[Date Prev][Date Next][Thread Prev][Thread Next][Date Index][Thread Index]
Re: [Qemu-devel] [PATCH for-1.4 stable] block: handle spurious coroutine
From: |
Kevin Wolf |
Subject: |
Re: [Qemu-devel] [PATCH for-1.4 stable] block: handle spurious coroutine entries |
Date: |
Mon, 11 Feb 2013 14:00:58 +0100 |
User-agent: |
Mozilla/5.0 (X11; Linux x86_64; rv:13.0) Gecko/20120605 Thunderbird/13.0 |
Am 11.02.2013 13:42, schrieb Paolo Bonzini:
> Il 11/02/2013 13:29, Kevin Wolf ha scritto:
>> The bug is not in this function but in process_incoming_migration(). It
>> should never blindly enter a coroutine which is in an unknown state.
>
> process_incoming_migration() is the function that _creates_ the
> coroutine and enters it for the first time, so there shouldn't be any
> problem there.
>
> The function we're looking at should be, as you write correctly,
> enter_migration_coroutine().
Yes, Stefan's commit message confused me.

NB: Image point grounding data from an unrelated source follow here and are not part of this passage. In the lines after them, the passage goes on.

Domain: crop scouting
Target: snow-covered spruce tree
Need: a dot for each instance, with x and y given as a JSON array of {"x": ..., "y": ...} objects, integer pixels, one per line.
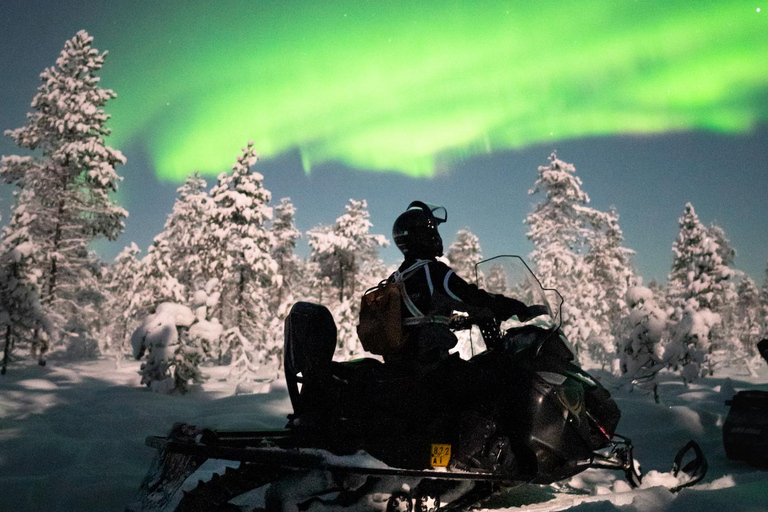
[
  {"x": 284, "y": 235},
  {"x": 241, "y": 250},
  {"x": 640, "y": 349},
  {"x": 155, "y": 282},
  {"x": 246, "y": 361},
  {"x": 464, "y": 253},
  {"x": 725, "y": 339},
  {"x": 346, "y": 316},
  {"x": 696, "y": 284},
  {"x": 70, "y": 181},
  {"x": 496, "y": 280},
  {"x": 746, "y": 320},
  {"x": 20, "y": 311},
  {"x": 120, "y": 284},
  {"x": 611, "y": 275},
  {"x": 560, "y": 227},
  {"x": 340, "y": 250},
  {"x": 172, "y": 357},
  {"x": 186, "y": 233},
  {"x": 207, "y": 329},
  {"x": 764, "y": 306},
  {"x": 177, "y": 263}
]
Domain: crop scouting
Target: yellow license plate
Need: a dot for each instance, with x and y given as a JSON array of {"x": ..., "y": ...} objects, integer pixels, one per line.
[{"x": 441, "y": 454}]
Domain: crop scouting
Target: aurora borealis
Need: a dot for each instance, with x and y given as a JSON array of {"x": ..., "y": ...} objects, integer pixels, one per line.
[
  {"x": 656, "y": 103},
  {"x": 410, "y": 86}
]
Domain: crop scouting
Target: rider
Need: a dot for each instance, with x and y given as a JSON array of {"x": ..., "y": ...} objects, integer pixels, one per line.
[{"x": 434, "y": 290}]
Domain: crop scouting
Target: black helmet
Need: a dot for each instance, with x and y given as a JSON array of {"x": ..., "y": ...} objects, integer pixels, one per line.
[{"x": 415, "y": 230}]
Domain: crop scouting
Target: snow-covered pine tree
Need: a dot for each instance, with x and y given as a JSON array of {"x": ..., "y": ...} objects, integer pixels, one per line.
[
  {"x": 346, "y": 316},
  {"x": 241, "y": 249},
  {"x": 284, "y": 235},
  {"x": 121, "y": 282},
  {"x": 186, "y": 233},
  {"x": 496, "y": 280},
  {"x": 246, "y": 361},
  {"x": 764, "y": 306},
  {"x": 207, "y": 329},
  {"x": 155, "y": 281},
  {"x": 69, "y": 183},
  {"x": 560, "y": 227},
  {"x": 746, "y": 323},
  {"x": 697, "y": 283},
  {"x": 178, "y": 261},
  {"x": 162, "y": 336},
  {"x": 20, "y": 311},
  {"x": 464, "y": 253},
  {"x": 611, "y": 274},
  {"x": 639, "y": 350},
  {"x": 725, "y": 339},
  {"x": 340, "y": 250}
]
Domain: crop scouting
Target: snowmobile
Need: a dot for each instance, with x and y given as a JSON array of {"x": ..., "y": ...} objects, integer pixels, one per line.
[
  {"x": 387, "y": 439},
  {"x": 745, "y": 431}
]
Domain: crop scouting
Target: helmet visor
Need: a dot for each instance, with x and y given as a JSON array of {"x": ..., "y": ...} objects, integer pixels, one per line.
[{"x": 439, "y": 213}]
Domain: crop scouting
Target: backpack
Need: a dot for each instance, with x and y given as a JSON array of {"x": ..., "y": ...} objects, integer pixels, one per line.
[{"x": 381, "y": 324}]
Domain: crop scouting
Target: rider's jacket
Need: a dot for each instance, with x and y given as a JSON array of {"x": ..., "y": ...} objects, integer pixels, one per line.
[{"x": 435, "y": 291}]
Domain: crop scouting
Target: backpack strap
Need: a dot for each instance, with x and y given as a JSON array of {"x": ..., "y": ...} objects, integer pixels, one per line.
[
  {"x": 400, "y": 277},
  {"x": 418, "y": 318}
]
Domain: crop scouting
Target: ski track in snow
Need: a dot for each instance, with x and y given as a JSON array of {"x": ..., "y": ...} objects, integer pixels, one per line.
[{"x": 72, "y": 439}]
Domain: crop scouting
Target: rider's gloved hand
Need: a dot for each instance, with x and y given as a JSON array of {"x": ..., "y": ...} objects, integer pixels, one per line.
[{"x": 532, "y": 312}]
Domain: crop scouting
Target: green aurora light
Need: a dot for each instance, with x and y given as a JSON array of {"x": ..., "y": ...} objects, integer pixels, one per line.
[{"x": 412, "y": 86}]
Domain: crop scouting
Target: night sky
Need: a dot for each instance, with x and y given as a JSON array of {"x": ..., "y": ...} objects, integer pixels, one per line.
[{"x": 656, "y": 103}]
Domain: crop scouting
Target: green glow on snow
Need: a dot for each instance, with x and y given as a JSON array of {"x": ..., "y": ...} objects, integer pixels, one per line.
[{"x": 409, "y": 86}]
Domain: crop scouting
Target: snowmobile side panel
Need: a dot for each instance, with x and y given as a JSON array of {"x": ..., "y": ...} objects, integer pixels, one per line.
[
  {"x": 745, "y": 431},
  {"x": 308, "y": 458}
]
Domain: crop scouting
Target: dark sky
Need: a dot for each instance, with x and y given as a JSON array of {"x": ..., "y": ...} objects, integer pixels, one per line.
[{"x": 655, "y": 103}]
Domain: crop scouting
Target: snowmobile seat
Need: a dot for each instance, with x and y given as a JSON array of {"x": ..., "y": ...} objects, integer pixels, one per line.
[{"x": 310, "y": 340}]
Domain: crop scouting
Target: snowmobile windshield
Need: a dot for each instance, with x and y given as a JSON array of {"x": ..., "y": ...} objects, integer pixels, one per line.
[{"x": 510, "y": 276}]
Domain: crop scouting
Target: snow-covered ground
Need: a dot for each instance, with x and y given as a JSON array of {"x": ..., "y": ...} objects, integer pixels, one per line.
[{"x": 72, "y": 439}]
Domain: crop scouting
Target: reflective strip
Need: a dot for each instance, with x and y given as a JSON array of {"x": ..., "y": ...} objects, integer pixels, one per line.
[
  {"x": 427, "y": 320},
  {"x": 448, "y": 290},
  {"x": 412, "y": 309},
  {"x": 399, "y": 277}
]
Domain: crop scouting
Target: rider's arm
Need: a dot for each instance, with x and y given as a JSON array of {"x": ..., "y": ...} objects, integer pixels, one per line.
[{"x": 458, "y": 289}]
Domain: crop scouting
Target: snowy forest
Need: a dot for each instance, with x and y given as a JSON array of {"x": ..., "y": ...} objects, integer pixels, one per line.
[{"x": 216, "y": 285}]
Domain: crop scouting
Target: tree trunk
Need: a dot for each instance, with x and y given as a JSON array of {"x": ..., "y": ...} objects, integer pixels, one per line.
[{"x": 7, "y": 350}]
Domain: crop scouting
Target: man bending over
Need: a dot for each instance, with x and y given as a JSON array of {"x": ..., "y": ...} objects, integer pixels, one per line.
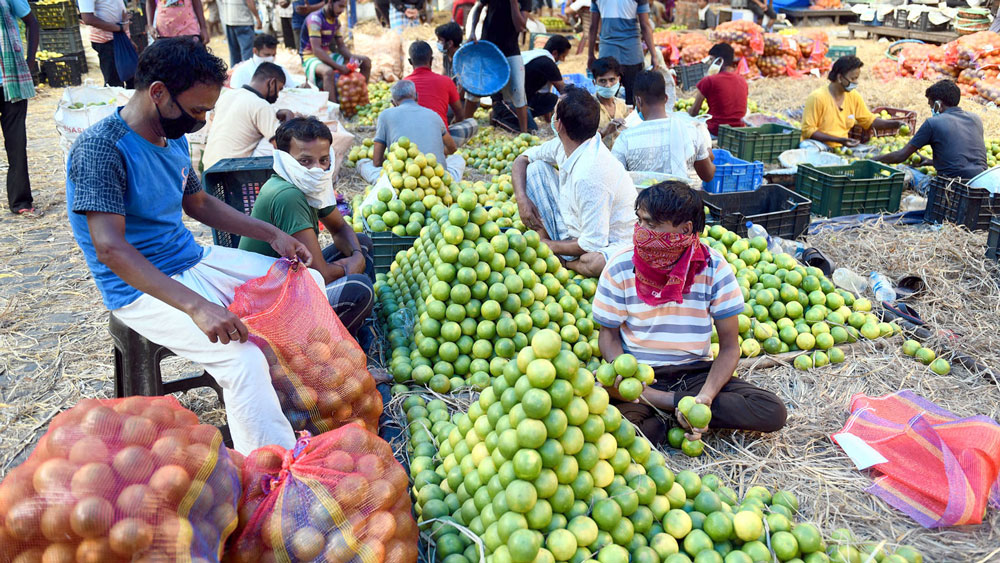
[{"x": 573, "y": 192}]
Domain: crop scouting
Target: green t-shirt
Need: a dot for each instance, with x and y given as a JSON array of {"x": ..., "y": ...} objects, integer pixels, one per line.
[{"x": 283, "y": 205}]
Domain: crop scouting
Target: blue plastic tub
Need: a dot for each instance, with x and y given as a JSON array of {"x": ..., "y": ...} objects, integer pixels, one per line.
[
  {"x": 580, "y": 81},
  {"x": 481, "y": 68},
  {"x": 733, "y": 174}
]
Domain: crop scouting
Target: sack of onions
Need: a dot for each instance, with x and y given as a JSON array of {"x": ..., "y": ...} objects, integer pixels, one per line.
[
  {"x": 336, "y": 497},
  {"x": 121, "y": 480}
]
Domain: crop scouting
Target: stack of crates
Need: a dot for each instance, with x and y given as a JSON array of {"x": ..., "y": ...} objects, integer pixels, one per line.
[{"x": 66, "y": 61}]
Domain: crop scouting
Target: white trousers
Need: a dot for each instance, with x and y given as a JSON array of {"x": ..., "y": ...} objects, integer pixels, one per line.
[{"x": 252, "y": 407}]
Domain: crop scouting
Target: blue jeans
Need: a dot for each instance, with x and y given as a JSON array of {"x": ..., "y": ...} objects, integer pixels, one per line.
[{"x": 240, "y": 40}]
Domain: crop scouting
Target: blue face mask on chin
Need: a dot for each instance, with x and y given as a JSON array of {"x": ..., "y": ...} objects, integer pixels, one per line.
[{"x": 607, "y": 92}]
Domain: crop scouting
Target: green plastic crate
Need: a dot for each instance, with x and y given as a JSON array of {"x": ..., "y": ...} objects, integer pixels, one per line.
[
  {"x": 864, "y": 186},
  {"x": 764, "y": 143},
  {"x": 386, "y": 246}
]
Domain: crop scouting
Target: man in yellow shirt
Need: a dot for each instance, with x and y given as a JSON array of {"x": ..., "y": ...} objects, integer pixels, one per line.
[{"x": 832, "y": 111}]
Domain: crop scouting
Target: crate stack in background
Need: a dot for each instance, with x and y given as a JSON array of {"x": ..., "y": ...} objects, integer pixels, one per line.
[{"x": 61, "y": 58}]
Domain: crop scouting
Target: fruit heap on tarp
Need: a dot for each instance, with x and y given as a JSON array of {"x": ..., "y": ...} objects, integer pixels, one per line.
[
  {"x": 542, "y": 469},
  {"x": 121, "y": 480},
  {"x": 790, "y": 307},
  {"x": 788, "y": 53},
  {"x": 493, "y": 153},
  {"x": 972, "y": 61},
  {"x": 378, "y": 100},
  {"x": 471, "y": 292}
]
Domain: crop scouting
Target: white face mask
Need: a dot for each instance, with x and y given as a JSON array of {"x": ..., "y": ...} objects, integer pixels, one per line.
[{"x": 315, "y": 183}]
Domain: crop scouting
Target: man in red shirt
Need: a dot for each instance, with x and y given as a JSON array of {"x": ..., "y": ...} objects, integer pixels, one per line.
[
  {"x": 724, "y": 89},
  {"x": 439, "y": 94}
]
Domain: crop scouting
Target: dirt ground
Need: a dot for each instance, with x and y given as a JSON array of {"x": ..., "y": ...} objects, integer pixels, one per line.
[{"x": 56, "y": 349}]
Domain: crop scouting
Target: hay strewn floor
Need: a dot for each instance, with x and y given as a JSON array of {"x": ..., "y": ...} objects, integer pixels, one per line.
[{"x": 56, "y": 349}]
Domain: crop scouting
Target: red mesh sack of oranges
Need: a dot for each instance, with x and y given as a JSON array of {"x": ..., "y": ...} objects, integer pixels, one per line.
[
  {"x": 317, "y": 368},
  {"x": 337, "y": 497},
  {"x": 135, "y": 479},
  {"x": 352, "y": 91}
]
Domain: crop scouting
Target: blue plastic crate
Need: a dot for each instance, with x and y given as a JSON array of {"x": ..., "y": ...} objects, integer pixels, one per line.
[
  {"x": 733, "y": 174},
  {"x": 481, "y": 68},
  {"x": 580, "y": 81}
]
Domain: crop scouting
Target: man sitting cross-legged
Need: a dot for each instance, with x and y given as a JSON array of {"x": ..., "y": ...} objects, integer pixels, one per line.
[
  {"x": 659, "y": 300},
  {"x": 584, "y": 209}
]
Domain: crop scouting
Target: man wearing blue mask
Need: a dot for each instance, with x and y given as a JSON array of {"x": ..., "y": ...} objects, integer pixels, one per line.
[
  {"x": 129, "y": 181},
  {"x": 833, "y": 110},
  {"x": 955, "y": 135},
  {"x": 541, "y": 75},
  {"x": 579, "y": 199}
]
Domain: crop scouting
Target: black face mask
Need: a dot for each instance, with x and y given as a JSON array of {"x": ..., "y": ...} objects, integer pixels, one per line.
[
  {"x": 269, "y": 97},
  {"x": 177, "y": 127}
]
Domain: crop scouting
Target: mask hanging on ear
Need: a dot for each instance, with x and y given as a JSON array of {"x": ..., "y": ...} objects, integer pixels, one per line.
[{"x": 715, "y": 67}]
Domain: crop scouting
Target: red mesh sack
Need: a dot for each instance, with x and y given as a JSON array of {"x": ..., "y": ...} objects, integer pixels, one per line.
[
  {"x": 317, "y": 368},
  {"x": 352, "y": 91},
  {"x": 121, "y": 480},
  {"x": 337, "y": 497}
]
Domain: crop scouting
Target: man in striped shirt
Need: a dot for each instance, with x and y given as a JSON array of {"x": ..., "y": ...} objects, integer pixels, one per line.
[{"x": 658, "y": 301}]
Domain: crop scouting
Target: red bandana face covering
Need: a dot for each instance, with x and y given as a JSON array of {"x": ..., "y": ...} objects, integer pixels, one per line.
[{"x": 666, "y": 264}]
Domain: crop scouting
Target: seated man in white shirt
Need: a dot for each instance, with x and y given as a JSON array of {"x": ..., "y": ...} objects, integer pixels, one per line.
[
  {"x": 264, "y": 48},
  {"x": 585, "y": 211},
  {"x": 662, "y": 143},
  {"x": 244, "y": 116}
]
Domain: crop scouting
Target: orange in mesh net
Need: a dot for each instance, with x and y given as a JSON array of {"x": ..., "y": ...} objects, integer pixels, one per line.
[
  {"x": 337, "y": 497},
  {"x": 317, "y": 368},
  {"x": 120, "y": 480}
]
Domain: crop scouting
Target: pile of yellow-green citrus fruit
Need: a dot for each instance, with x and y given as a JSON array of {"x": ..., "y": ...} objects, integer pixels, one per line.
[
  {"x": 543, "y": 469},
  {"x": 378, "y": 100},
  {"x": 494, "y": 153}
]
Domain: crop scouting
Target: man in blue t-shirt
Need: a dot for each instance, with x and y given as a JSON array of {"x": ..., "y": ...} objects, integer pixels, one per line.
[
  {"x": 621, "y": 24},
  {"x": 129, "y": 182},
  {"x": 955, "y": 135}
]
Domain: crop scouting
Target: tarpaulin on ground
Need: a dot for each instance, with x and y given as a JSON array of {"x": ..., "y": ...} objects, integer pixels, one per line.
[{"x": 938, "y": 468}]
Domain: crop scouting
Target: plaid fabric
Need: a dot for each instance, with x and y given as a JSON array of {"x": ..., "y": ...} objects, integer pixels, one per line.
[
  {"x": 398, "y": 21},
  {"x": 541, "y": 185},
  {"x": 464, "y": 130},
  {"x": 17, "y": 82}
]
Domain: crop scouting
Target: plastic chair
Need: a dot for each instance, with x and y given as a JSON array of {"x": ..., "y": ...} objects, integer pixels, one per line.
[{"x": 137, "y": 369}]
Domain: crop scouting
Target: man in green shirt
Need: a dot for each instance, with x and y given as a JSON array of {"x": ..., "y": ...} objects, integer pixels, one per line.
[{"x": 296, "y": 199}]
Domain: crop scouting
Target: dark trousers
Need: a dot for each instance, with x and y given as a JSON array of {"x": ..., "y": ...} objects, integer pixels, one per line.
[
  {"x": 629, "y": 72},
  {"x": 15, "y": 141},
  {"x": 353, "y": 296},
  {"x": 739, "y": 405},
  {"x": 288, "y": 34},
  {"x": 541, "y": 103},
  {"x": 106, "y": 56}
]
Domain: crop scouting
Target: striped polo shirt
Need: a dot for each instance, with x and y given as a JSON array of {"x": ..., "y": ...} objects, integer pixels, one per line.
[{"x": 673, "y": 333}]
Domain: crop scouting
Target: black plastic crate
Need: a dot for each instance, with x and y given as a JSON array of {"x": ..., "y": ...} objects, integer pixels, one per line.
[
  {"x": 925, "y": 24},
  {"x": 688, "y": 76},
  {"x": 950, "y": 199},
  {"x": 237, "y": 181},
  {"x": 993, "y": 240},
  {"x": 764, "y": 143},
  {"x": 60, "y": 15},
  {"x": 864, "y": 186},
  {"x": 386, "y": 246},
  {"x": 781, "y": 211},
  {"x": 61, "y": 40}
]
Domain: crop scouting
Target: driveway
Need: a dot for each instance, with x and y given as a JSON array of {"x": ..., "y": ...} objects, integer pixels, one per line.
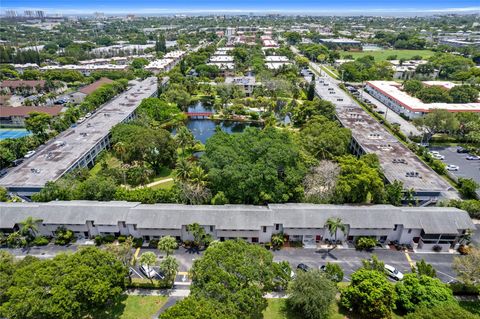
[{"x": 468, "y": 169}]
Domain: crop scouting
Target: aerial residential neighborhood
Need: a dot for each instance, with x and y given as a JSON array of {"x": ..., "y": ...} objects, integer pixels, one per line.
[{"x": 262, "y": 159}]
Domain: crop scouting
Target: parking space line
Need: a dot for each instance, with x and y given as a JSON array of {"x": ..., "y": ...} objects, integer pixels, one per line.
[{"x": 409, "y": 259}]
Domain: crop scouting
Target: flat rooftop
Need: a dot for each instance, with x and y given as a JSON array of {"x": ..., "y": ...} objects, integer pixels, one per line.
[
  {"x": 397, "y": 161},
  {"x": 53, "y": 160},
  {"x": 392, "y": 90}
]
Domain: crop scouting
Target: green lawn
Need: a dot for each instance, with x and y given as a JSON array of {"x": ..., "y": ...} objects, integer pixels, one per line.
[
  {"x": 134, "y": 307},
  {"x": 382, "y": 55},
  {"x": 277, "y": 310}
]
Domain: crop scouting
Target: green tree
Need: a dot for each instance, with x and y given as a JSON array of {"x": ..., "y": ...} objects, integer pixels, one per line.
[
  {"x": 416, "y": 291},
  {"x": 234, "y": 272},
  {"x": 360, "y": 181},
  {"x": 443, "y": 311},
  {"x": 311, "y": 295},
  {"x": 184, "y": 138},
  {"x": 83, "y": 283},
  {"x": 219, "y": 199},
  {"x": 255, "y": 167},
  {"x": 369, "y": 295},
  {"x": 28, "y": 227},
  {"x": 412, "y": 87},
  {"x": 334, "y": 272},
  {"x": 200, "y": 308},
  {"x": 167, "y": 244},
  {"x": 183, "y": 168},
  {"x": 324, "y": 139},
  {"x": 169, "y": 266}
]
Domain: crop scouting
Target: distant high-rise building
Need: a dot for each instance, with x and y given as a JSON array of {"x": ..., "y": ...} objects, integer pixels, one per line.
[
  {"x": 11, "y": 13},
  {"x": 99, "y": 15},
  {"x": 29, "y": 13}
]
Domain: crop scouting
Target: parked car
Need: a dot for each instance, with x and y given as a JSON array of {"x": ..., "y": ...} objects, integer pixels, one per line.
[
  {"x": 451, "y": 167},
  {"x": 303, "y": 267},
  {"x": 393, "y": 272},
  {"x": 148, "y": 271},
  {"x": 438, "y": 156},
  {"x": 29, "y": 154}
]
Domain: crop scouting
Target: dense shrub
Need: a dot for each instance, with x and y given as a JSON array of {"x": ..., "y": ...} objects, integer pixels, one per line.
[
  {"x": 365, "y": 243},
  {"x": 40, "y": 241}
]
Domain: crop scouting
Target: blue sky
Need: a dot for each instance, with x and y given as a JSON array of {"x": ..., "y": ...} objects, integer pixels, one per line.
[{"x": 151, "y": 7}]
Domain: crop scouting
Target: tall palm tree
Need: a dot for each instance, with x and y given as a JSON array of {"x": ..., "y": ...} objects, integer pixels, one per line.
[
  {"x": 183, "y": 169},
  {"x": 29, "y": 226},
  {"x": 184, "y": 138},
  {"x": 334, "y": 225},
  {"x": 198, "y": 177}
]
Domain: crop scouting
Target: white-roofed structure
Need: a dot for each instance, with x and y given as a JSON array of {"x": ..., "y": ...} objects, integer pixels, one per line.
[{"x": 390, "y": 94}]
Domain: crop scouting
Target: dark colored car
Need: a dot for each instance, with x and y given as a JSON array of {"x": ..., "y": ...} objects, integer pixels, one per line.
[{"x": 303, "y": 267}]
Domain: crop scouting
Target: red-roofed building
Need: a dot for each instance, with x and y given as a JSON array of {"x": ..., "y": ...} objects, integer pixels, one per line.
[
  {"x": 22, "y": 85},
  {"x": 95, "y": 85},
  {"x": 17, "y": 115}
]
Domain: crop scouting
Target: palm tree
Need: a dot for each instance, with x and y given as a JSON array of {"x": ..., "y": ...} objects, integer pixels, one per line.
[
  {"x": 29, "y": 226},
  {"x": 198, "y": 177},
  {"x": 183, "y": 169},
  {"x": 334, "y": 225},
  {"x": 184, "y": 138},
  {"x": 120, "y": 149}
]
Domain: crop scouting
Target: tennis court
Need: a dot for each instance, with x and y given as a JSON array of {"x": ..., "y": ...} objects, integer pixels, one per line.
[{"x": 13, "y": 133}]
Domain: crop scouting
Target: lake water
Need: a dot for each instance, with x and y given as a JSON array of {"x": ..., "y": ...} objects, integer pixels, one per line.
[{"x": 203, "y": 128}]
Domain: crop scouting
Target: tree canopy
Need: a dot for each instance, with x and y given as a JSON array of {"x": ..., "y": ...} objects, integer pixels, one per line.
[
  {"x": 256, "y": 166},
  {"x": 64, "y": 287}
]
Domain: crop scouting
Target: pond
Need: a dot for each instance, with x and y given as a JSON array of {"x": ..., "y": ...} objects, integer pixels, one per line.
[{"x": 203, "y": 128}]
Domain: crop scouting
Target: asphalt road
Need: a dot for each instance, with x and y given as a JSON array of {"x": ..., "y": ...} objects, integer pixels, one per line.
[
  {"x": 468, "y": 169},
  {"x": 349, "y": 259}
]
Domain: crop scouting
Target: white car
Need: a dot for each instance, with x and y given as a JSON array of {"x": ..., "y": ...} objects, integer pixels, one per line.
[
  {"x": 393, "y": 272},
  {"x": 438, "y": 156},
  {"x": 29, "y": 154},
  {"x": 451, "y": 167},
  {"x": 148, "y": 271},
  {"x": 473, "y": 157}
]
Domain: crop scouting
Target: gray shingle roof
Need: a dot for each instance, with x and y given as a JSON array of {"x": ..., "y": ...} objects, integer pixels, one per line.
[{"x": 446, "y": 220}]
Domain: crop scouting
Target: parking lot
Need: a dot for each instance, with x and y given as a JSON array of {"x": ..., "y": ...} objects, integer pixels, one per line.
[
  {"x": 467, "y": 169},
  {"x": 349, "y": 259}
]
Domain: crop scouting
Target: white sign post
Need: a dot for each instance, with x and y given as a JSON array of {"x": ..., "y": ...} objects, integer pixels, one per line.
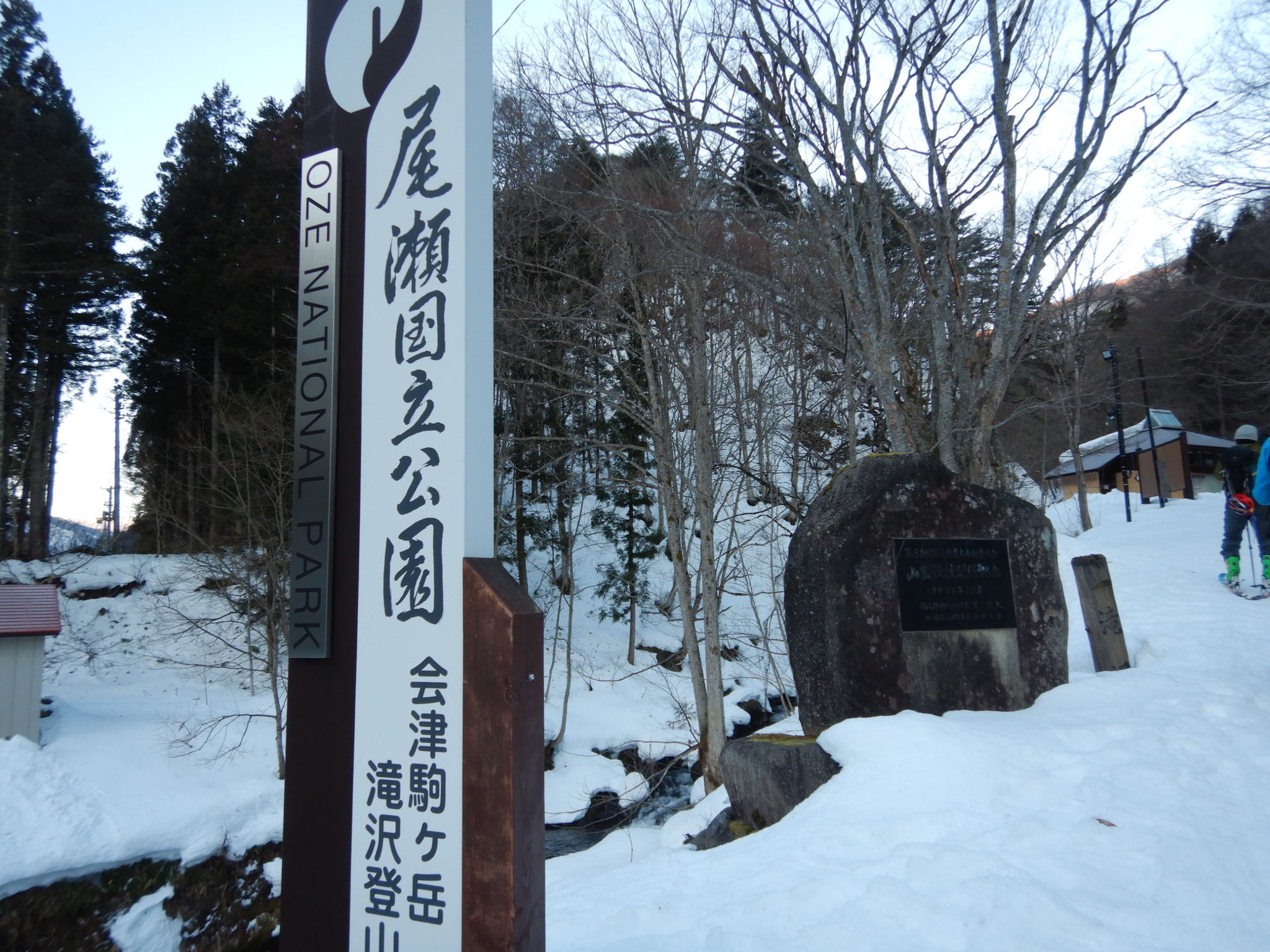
[
  {"x": 427, "y": 475},
  {"x": 403, "y": 89}
]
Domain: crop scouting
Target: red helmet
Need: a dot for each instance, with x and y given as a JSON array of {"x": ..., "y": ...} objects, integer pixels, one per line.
[{"x": 1241, "y": 503}]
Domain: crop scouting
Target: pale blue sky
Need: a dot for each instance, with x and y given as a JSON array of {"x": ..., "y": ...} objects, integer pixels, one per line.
[{"x": 138, "y": 66}]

>> If it can reenter here, it can reenter anywhere in block drivers, and
>> adding a workaround to one place that just yields again if it got an
>> early reentrance doesn't fix the real bug.
>>
>> Which is the yield that corresponds to the enter in
>> enter_migration_coroutine()? We need to add some state that can be used
>> to make sure the enter happens only for this specific yield.
>
> In this case the corresponding yield is in qemu-coroutine-io.c, and it
> is driven by read-availability of the migration file descriptor. So it
> is possible to test before entering the coroutine, but really ugly (not
> just because it would cost one extra system call).
So the problem is that qemu-coroutine-io.c has a bad interface that
yields without scheduling the reenter itself. Wouldn't it better if it
was qemu_co_sendv_recvv() which registered an fd handler and handled the
yield/reenter stuff transparently?
> But why is enter_migration_coroutine() being called at all? bdrv_write
> should be a synchronous call, it should run its own qemu_aio_wait()
> event loop and that loop doesn't include the migration file descriptor.
Why doesn't it include the migration fd? Wouldn't we get such behaviour
only if we had different AioContexts?
Kevin